Наступило легкое молчание. Смуров спокойно размешивал ложечкой чай. Да, очевидно, он – бывший офицер, смельчак, партнер смерти, и только из скромности ничего не говорит о своих приключениях.
«А я вот что хотел рассказать, – грянул Роман Богданович. – Вы упомянули о Константинополе, Марианна Николаевна. Был у меня там один хороший знакомый – некий Кашмарин, впоследствии я с ним поссорился, он был страшно резок и вспыльчив, хотя отходчив и по-своему добр. Он, между прочим, одного француза избил до полусмерти – из ревности. Ну вот, он мне рассказал следующую историю. Рисует нравы Турции. Представьте себе…»
«Неужели избил? – прервал Смуров с улыбкой. – Вот это здорово, люблю…»
«До полусмерти», – сказал Роман Богданович и пустился в повествование.
Смуров, слушая, одобрительно кивал, и было видно, что такой человек, как он, несмотря на внешнюю скромность и тихость, таит в себе некий пыл и способен в минуту гнева сделать из человека шашлык, а в минуту страсти женщину умыкнуть под плащом, ветреной ночью, как сделал кто-то в рассказе Романа Богдановича. Ваня, если разбиралась в людях, должна была это заметить.

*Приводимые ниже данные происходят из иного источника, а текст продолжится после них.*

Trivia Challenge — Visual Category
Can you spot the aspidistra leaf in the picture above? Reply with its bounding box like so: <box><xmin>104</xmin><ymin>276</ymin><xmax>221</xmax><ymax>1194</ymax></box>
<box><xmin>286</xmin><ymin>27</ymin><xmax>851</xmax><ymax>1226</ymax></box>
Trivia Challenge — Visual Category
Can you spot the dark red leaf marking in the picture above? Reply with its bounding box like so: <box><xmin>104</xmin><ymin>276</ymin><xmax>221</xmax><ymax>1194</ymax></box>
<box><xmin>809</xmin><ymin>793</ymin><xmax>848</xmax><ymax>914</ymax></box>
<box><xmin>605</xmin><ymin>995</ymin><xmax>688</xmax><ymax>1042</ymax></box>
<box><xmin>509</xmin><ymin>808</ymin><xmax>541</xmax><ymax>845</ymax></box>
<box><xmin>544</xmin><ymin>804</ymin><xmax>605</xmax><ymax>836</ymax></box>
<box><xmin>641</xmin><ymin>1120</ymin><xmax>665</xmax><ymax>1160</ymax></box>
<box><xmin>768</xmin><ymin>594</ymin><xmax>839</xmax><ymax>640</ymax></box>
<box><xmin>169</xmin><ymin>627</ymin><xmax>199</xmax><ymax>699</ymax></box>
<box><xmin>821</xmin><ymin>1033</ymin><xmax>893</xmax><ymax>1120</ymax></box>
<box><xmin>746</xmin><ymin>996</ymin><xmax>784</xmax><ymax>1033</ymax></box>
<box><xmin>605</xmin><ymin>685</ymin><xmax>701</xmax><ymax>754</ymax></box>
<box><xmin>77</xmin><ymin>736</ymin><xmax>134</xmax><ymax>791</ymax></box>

«У меня все подробно в дневнике изложено», – самодовольно закончил Роман Богданович и хлебнул чаю.
Мухин и Хрущов опять застыли по косякам; Ваня и Евгения Евгеньевна оправили платья на коленях совершенно одинаковым жестом; Марианна Николаевна ни с того ни с сего уставилась на Смурова, который сидел к ней в профиль и, по рецепту мужественных тиков, играл желваками скул под ее недоброжелательным взглядом. Он мне нравился, да, он мне нравился, – и я чувствовал, что чем пристальнее смотрит Марианна Николаевна, культурная женщина-врач, тем отчетливее и стройнее растет образ молодого головореза, с железными нервами, бледного от прежних бессонных ночей в степных балках, на разрушенных снарядами станциях. Казалось, все обстоит благополучно.